Tras recibir el alta y volver a su puesto de trabajo, recibió la carta de despido disciplinario indicando que durante su baja, había sido fotografiada los días 31 de diciembre y 1 y 2 de enero de 2022, saltándose la cuarentena y que, por tanto, se podía concluir que se trata de una baja fraudulenta.
Acusada de engañar al SESPA y a la empresa
La trabajadora demandó a la empresa por su despido, que fue desestimado por el juzgado de lo social que declaró el despido procedente, al considerar que los hechos por los que se le acusaba a la trabajadora era un incumplimiento del punto dos del artículo 54 del Estatuto de los Trabajadores: “La transgresión de la buena fe contractual, así como el abuso de confianza en el desempeño del trabajo”.

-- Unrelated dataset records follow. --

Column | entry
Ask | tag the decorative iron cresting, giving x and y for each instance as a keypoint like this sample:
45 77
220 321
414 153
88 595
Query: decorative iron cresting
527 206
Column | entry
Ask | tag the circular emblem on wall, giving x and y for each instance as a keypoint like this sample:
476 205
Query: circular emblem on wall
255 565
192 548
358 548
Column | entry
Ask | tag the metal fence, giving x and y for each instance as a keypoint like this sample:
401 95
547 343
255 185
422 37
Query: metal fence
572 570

Los magistrados del Juzgado a lo social llegan a esta conclusión al considerar, como la empresa indicó, que ante la negativa de concederle el día libre la trabajadora advirtió que se iba a coger la baja, y, por tanto, se da por hecho que esta trabajadora engañó al facultativo del Sespa para que emitiera una baja por posible contagio por Covid y así librarse de acudir a su puesto de trabajo en el día que solicitaba.
Sin embargo, el día 6 de enero 2022 se confirma su positivo por Covid, por lo que toda sospecha de que se trata de un falso positivo para librarse de ir a trabajar queda descartado.
El caso que finalmente llegó al Tribunal Supremo de Justicia de Asturias, ahora sí da la razón a la trabajadora y ha declarado el despido como improcedente.
No hay engaño en su baja por Covid
El TSJA señala en su sentencia 512/2024, para dar la razón a la trabajadora y declarar su despido como improcedente, lo siguiente:
Primero, porque queda probado, que su baja por Covid es real, ya que existe confirmación de su prueba PCR dando positivo.
También mencionan que, aunque la respuesta de la trabajadora al rechazo de darle días libres fue desafortunada, no fue una amenaza ni prueba suficiente para demostrar que ella planeó engañar para obtener una baja médica falsa.
Por último, señalan que el aislamiento es una medida dirigida a evitar la propagación o contagio masivo, pero este no interfiere en el proceso de recuperación, es decir, no cumplirlo no va a prolongar la duración de la incapacidad incrementando el coste para la empresa.
De modo que no se trata de una actividad que se pueda considerar incompatible con su incapacidad, como podría ser otros casos de bajas en el trabajo que si han sido determinadas como fraudulentas, como el caso del trabajador que estaba de baja por un problema en el codo fue fotografiado pescando utilizando su brazo supuestamente afectado con normalidad.
Por tanto, ahora la empresa tendrá que abonarle una indemnización por despido improcedente que equivale a 3.641,06 € o bien optar por readmitirla y abonarle los salarios de tramitación.